Breastfeeding a Preterm Infant

Babies who are born preterm, have a special need for breastmilk and skin-to-skin time. Providing milk either by breastfeeding or pumping can benefit your babies overall health. Learn below ways breastfeeding can be beneficial.

Benefits of Breastfeeding a Preterm Infant:

  • Your milk provides important nutrients and immune factors that make a BIG difference in the health and development of your baby.
  • Your milk helps protect your babies immune system as the immune system is developing.
  • Breastfeeding will likely look like spoon feeding, cup feeding, bottle feeding, and or tubefeeding of breastmilk due to babies immaturity.

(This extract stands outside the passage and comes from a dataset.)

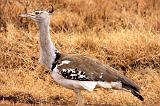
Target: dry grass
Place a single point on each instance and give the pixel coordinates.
(123, 34)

Skin-to-Skin With A Preterm Infant:

Skin-to-skin, or kangaroo care, is a biologically normal practice. It is supported by the World Health Organization (WHO), Baby Friendly Hospital Initiative (BFHI), the Academy of Breastfeeding Medicine (ABM), and the American Academy of Pediatrics (AAP).


Importance of Skin-to-skin with a NICU baby:

  • It promotes bonding.
  • Parents can be nervous holding a very tiny baby. Skin-to-skin can help you become more comfortable holding and caring for your NICU baby.
  • It provides for earlier initiation of the first breastfeeding experience.
  • It will help stimulate your hormones that help increase milk supply.
  • Can reduce maternal stress and postpartum depression which can occur due to the separation.
  • Builds confidence.

Pumping With Preterm Infants:

  • If you baby is not strong enough to feed at the breast, you can still give them your milk. Pumping your milk as soon as possible after birth will help increase your milk supply.
  • If your baby is NICU, you can ask the hospital for a hospital grade pump, if not available, you can ask your local WIC clinic.